Combination Sum IV
Given an integer array with all positive numbers and no duplicates, find the number of possible combinations that add up to a positive integer target.
Example:
nums = [1, 2, 3]
target = 4
The possible combination ways are:
(1, 1, 1, 1)
(1, 1, 2)
(1, 2, 1)
(1, 3)
(2, 1, 1)
(2, 2)
(3, 1)
Note that different sequences are counted as different combinations.
Therefore the output is 7.
Follow up: What if negative numbers are allowed in the given array? How does it change the problem? What limitation we need to add to the question to allow negative numbers?
Analysis:
Define function F(n) = num of possible combinations that add up to n
therefore
nums= [a0, a1, a2, ....]
then :
F(n)= F(n-a0)+F(n-a1)+F(n-a2)+..
Therefore, we can build our answer in Top-Down (memorization) or Bottom-Up way (Dynamic Programming).

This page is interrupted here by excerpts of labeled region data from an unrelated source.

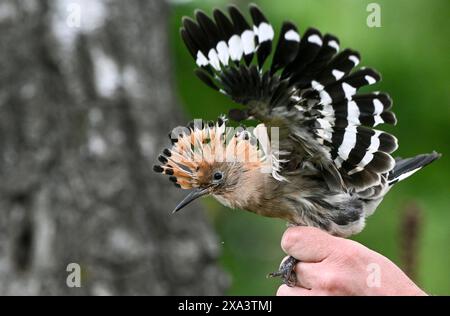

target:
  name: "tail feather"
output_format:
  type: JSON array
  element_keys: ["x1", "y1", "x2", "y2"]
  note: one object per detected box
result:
[{"x1": 388, "y1": 151, "x2": 441, "y2": 185}]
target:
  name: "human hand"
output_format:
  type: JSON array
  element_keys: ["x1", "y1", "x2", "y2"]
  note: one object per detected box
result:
[{"x1": 277, "y1": 226, "x2": 427, "y2": 296}]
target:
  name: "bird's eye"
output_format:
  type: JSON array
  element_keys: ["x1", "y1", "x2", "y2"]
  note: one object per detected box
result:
[{"x1": 213, "y1": 171, "x2": 223, "y2": 181}]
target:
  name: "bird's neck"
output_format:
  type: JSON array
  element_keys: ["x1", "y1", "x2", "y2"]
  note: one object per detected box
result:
[{"x1": 214, "y1": 168, "x2": 273, "y2": 210}]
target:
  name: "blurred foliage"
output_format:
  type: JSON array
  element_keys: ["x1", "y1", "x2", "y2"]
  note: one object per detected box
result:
[{"x1": 168, "y1": 0, "x2": 450, "y2": 295}]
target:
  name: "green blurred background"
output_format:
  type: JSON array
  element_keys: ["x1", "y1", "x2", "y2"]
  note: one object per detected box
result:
[{"x1": 171, "y1": 0, "x2": 450, "y2": 295}]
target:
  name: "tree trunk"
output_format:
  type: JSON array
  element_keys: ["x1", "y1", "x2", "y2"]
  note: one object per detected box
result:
[{"x1": 0, "y1": 0, "x2": 227, "y2": 295}]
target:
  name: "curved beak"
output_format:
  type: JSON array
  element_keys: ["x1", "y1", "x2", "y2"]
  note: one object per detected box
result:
[{"x1": 172, "y1": 189, "x2": 209, "y2": 214}]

For Top-Down way, we use a HashMap to record the F(k) value if it has been calculated.
For Dynamic Programming approach, we define int[] dp=new int[target+1] where dp[i] represent the number of combinations that add up to i. To calculate dp[i] for i we have to build the answer to number j where j is smaller than i first.
Solution
Memorization
public class Solution {
Map<Integer, Integer> map = new HashMap<>();
public int combinationSum4(int[] nums, int target) {
int count = 0;
if (nums == null || nums.length ==0 || target < 0 ) return 0;
if ( target ==0 ) return 1;
if (map.containsKey(target)) return map.get(target);
for (int num: nums){
count += combinationSum4(nums, target-num);
}
map.put(target, count);
return count;
}
}
DP
public class Solution {
public int combinationSum4(int[] nums, int target) {
if(nums==null || nums.length==0) return 0;
int[] dp=new int[target+1];
Arrays.sort(nums);
for(int i=1;i<=target;i++){
for(int a:nums){
if(a>i) break;
if(a==i) dp[i]+=1;
else dp[i]+=dp[i-a];
}
}
return dp[target];
}
}